Przejdź do treści
Źródło artykułu

Czy leci z nami pilot?

Czy wsiadłbyś do samolotu, gdybyś wiedział, że nie ma w nim pilota? Już niedługo przestanie być to tylko hipotetycznym pytaniem. W tym miesiącu amerykańska Federalna Administracja Lotnictwa (FAA) wykonała pierwszy krok mający przybliżyć nas do całkowicie zautomatyzowanych podróży samolotami.

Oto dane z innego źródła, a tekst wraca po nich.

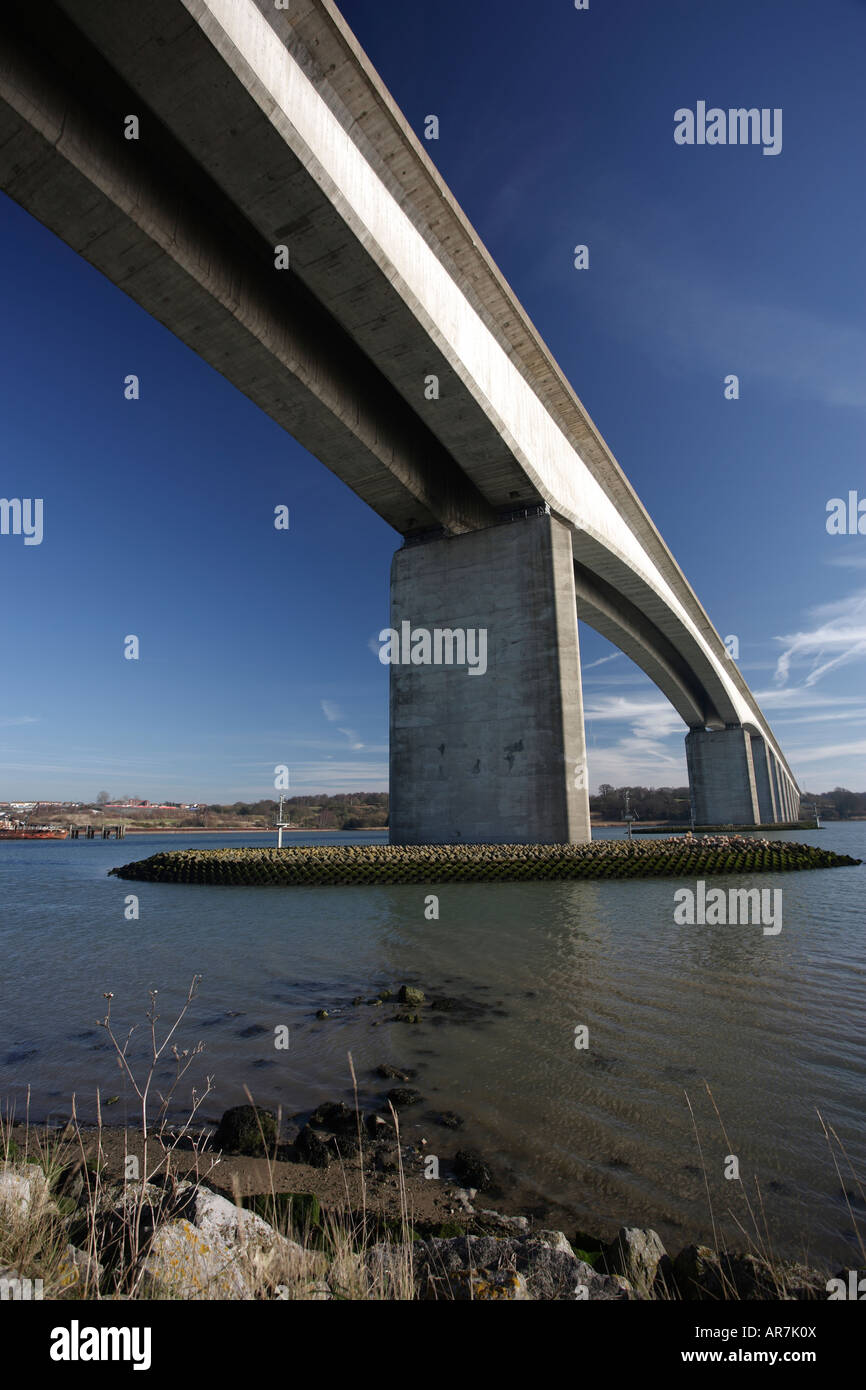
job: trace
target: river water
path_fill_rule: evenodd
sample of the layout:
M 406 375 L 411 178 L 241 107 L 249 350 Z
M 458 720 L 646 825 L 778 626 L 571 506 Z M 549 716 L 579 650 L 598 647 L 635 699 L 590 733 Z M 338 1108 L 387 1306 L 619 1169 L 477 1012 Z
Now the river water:
M 866 859 L 866 823 L 798 838 Z M 407 1137 L 424 1135 L 443 1157 L 480 1149 L 513 1208 L 552 1209 L 570 1232 L 652 1225 L 679 1248 L 710 1237 L 715 1219 L 742 1247 L 737 1222 L 754 1233 L 748 1197 L 777 1254 L 852 1258 L 854 1231 L 866 1230 L 848 1167 L 862 1182 L 866 866 L 712 880 L 781 888 L 776 935 L 676 925 L 683 882 L 673 880 L 247 889 L 107 876 L 166 848 L 246 843 L 271 841 L 0 843 L 0 1097 L 19 1117 L 29 1086 L 38 1119 L 68 1114 L 73 1092 L 92 1116 L 97 1088 L 118 1097 L 107 1120 L 132 1118 L 96 1027 L 103 992 L 125 1036 L 145 1024 L 149 989 L 173 1019 L 200 974 L 178 1042 L 206 1046 L 177 1114 L 205 1074 L 215 1078 L 208 1120 L 243 1101 L 244 1085 L 287 1115 L 351 1099 L 351 1052 L 364 1099 L 391 1084 L 375 1077 L 378 1064 L 417 1070 L 425 1104 L 404 1112 Z M 125 916 L 131 892 L 138 920 Z M 430 893 L 438 919 L 425 911 Z M 413 1025 L 390 1021 L 391 1006 L 351 1003 L 401 983 L 484 1008 L 468 1020 L 428 1010 Z M 274 1045 L 281 1025 L 287 1049 Z M 143 1031 L 130 1049 L 139 1069 Z M 459 1134 L 429 1118 L 443 1110 L 464 1117 Z M 740 1183 L 724 1176 L 731 1155 Z

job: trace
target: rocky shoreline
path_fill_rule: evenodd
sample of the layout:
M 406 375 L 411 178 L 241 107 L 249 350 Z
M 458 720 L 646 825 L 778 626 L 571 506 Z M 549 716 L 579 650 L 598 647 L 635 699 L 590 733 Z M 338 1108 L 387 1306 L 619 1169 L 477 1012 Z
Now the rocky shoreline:
M 55 1298 L 232 1300 L 814 1300 L 832 1277 L 847 1286 L 848 1270 L 697 1244 L 671 1254 L 652 1229 L 604 1241 L 506 1214 L 472 1151 L 430 1181 L 398 1115 L 393 1100 L 387 1117 L 326 1102 L 286 1140 L 273 1112 L 234 1106 L 211 1136 L 151 1137 L 151 1159 L 171 1161 L 145 1182 L 134 1131 L 13 1129 L 0 1234 L 47 1216 L 62 1254 L 0 1278 L 43 1278 Z M 68 1146 L 64 1161 L 36 1161 L 46 1140 Z
M 403 984 L 335 999 L 315 1018 L 360 1011 L 408 1036 L 425 1019 L 477 1024 L 502 1002 Z M 285 1118 L 235 1105 L 196 1130 L 164 1121 L 146 1139 L 72 1118 L 11 1125 L 0 1279 L 42 1279 L 58 1298 L 787 1300 L 826 1299 L 832 1278 L 847 1286 L 848 1270 L 694 1243 L 670 1253 L 653 1229 L 623 1225 L 611 1238 L 613 1223 L 593 1233 L 546 1203 L 527 1210 L 508 1190 L 513 1175 L 462 1137 L 463 1116 L 422 1110 L 416 1082 L 416 1068 L 382 1061 L 352 1105 Z M 23 1236 L 40 1222 L 59 1261 L 10 1263 L 10 1250 L 38 1247 Z

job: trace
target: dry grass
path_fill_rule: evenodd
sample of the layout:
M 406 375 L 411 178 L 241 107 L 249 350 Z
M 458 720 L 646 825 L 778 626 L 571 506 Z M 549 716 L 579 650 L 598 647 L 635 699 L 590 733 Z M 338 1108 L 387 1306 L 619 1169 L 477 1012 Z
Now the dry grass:
M 183 1195 L 182 1183 L 206 1180 L 219 1161 L 219 1155 L 206 1148 L 206 1131 L 197 1129 L 200 1107 L 210 1094 L 211 1077 L 204 1090 L 192 1088 L 186 1122 L 170 1125 L 168 1116 L 178 1089 L 190 1066 L 203 1050 L 202 1044 L 180 1050 L 175 1039 L 195 998 L 199 977 L 189 987 L 186 999 L 163 1036 L 159 1036 L 160 1015 L 157 993 L 152 991 L 146 1010 L 148 1055 L 141 1075 L 130 1060 L 131 1027 L 119 1037 L 111 1016 L 112 995 L 105 1017 L 99 1024 L 113 1045 L 118 1066 L 136 1098 L 137 1128 L 141 1134 L 141 1156 L 124 1148 L 124 1178 L 110 1181 L 106 1176 L 104 1150 L 105 1124 L 99 1093 L 96 1098 L 95 1130 L 85 1130 L 79 1122 L 75 1097 L 71 1116 L 62 1130 L 45 1130 L 30 1119 L 29 1093 L 23 1116 L 23 1135 L 16 1140 L 14 1111 L 0 1116 L 0 1178 L 4 1174 L 26 1176 L 34 1194 L 25 1210 L 13 1200 L 0 1200 L 0 1269 L 18 1271 L 22 1276 L 41 1279 L 45 1299 L 139 1299 L 171 1297 L 164 1284 L 156 1289 L 147 1268 L 151 1247 L 154 1208 L 171 1203 Z M 174 1076 L 167 1090 L 156 1087 L 156 1076 L 167 1058 L 174 1062 Z M 374 1223 L 368 1222 L 364 1132 L 358 1102 L 357 1079 L 351 1054 L 349 1070 L 355 1093 L 355 1114 L 362 1175 L 362 1203 L 358 1216 L 352 1212 L 346 1167 L 342 1164 L 346 1192 L 344 1211 L 331 1211 L 313 1219 L 309 1205 L 295 1216 L 294 1207 L 281 1201 L 274 1181 L 274 1154 L 259 1125 L 262 1151 L 268 1171 L 267 1208 L 260 1211 L 273 1226 L 279 1239 L 270 1250 L 244 1235 L 243 1218 L 232 1267 L 221 1271 L 211 1287 L 202 1284 L 198 1297 L 226 1297 L 227 1281 L 235 1287 L 240 1280 L 243 1296 L 250 1299 L 403 1299 L 413 1296 L 413 1233 L 402 1156 L 399 1157 L 400 1229 L 393 1243 L 393 1258 L 387 1266 L 368 1260 L 375 1243 Z M 247 1099 L 254 1105 L 247 1091 Z M 399 1120 L 391 1107 L 400 1154 Z M 279 1131 L 280 1116 L 277 1116 Z M 126 1137 L 126 1131 L 125 1137 Z M 180 1163 L 179 1146 L 183 1144 Z M 243 1203 L 238 1191 L 235 1205 Z M 168 1219 L 172 1219 L 169 1216 Z M 157 1225 L 158 1228 L 158 1225 Z M 192 1234 L 192 1232 L 190 1232 Z M 76 1268 L 68 1247 L 74 1243 L 86 1260 Z M 176 1296 L 183 1296 L 176 1294 Z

FAA upoważniła Insitu, dostawce systemów do bezzałogowych statków powietrznych, z Bingen, w stanie Waszyngton, a także Air National Guard z New Jersey do rozpoczęcia badań dotyczących sposobów dzielenia przestrzeni powietrznej pomiędzy samolotami cywilnymi, a pilotowanymi na odległość bezzałogowymi statkami powietrznymi (UAVs).

W Wielkiej Brytanii przez BAE Systems i Airbus prowadzony jest podobny program badawczy, zwany Astraea 2. Pozwolenie na dzielenie przestrzeni powietrznej z UAVs jest wspólnym celem organizacji po obu stronach Atlantyku. Do tej pory raczej oczyszczało się tą przestrzeń dla każdego bezzałogowego lotu. Zorganizowanie takiego lotu było zawsze bardzo czasochłonne.

Użycie bezzałogowych samolotów może ominąć loty pasażerskie, natomiast sterowane na odległość samoloty cargo bardzo opłaciłyby się przedsiębiorcom. "Linie lotnicze cargo chciałyby zrezygnować z pilotów. Sumy, jakie zaoszczędziliby dzięki temu, na pensjach i różnego rodzaju świadczeniach, są zawrotne"- twierdzi Mary Cummings, były pilot myśliwca amerykańskiej marynarki wojennej, który bada obecnie sposoby automatyzacji systemu lotniczego w Instytucie Technologii w Massachusetts.

Istotnie, niektóre UAVs są już wielkimi bestiami towarowymi. Największy wariant RQ-4 Global Hawk ma 38-metrową rozpiętość skrzydeł, podobne jak weteran lotniczego przemysłu Boeing 737. Współcześnie linie lotnicze używają kooperacyjnego systemu zapobiegającego zderzeniom statków powietrznych, zwanego Traffic Alert and Collision Avoidance System (TCAS). UVAs również będą reagować na ostrzeżenia z tego systemu.

Astraea rozwija również zestaw czujników, które poinformują UVAs, jeśli w pobliżu będzie znajdował się jakiś statek spoza systemu TCAS. "Użycie różnorodnych systemów wykrywających możliwość kolizji jest najbezpieczniejszym podejściem.

Co się jednak stanie w nieprzewidzianych sytuacjach? Ludzka kreatywność może rozwiązać wiele problemów, które nigdy wcześniej się nie pojawiły. Co się stanie, jeśli zdalnie sterowany samolot straci radiowy zasięg?" - pyta Noel Sharkey, inżynier systemów automatycznych na Uniwersytecie Sheffield, w Wielkiej Brytanii.

"Loty UAVs w cywilnej przestrzeni kosmicznej, a także kwestia wprowadzenie do nich urządzeń bezpieczeństwa, ma ogromny, może nawet przytłaczający wymiar, bo polityczny, prawny i społeczny. Nie jest to kwestia tylko technologiczna" - podkreśla Peter Ladkin, inżynier systemów bezpieczeństwa z Uniwersytetu Bielefeld w Niemczech.

Cummings z kolei jest przekonany, że możliwość oszczędności przeważy szalę. Autopiloty i systemy automatycznego lądowania już zrobiły na tyle dużo, że piloci ostatecznie zostaną uznani za niepotrzebny wydatek, nawet dla pasażerów.

"Jeśli podróż z Bostonu do Los Angeles na pierwszej bezzałogowej linii będzie kosztować tylko 50 dolarów, to ludzie będą siać panikę, żeby tylko dostać się na pokład" - powiedziała Carolyn Evans z Brytyjskiego Stowarzyszenia Pilotów.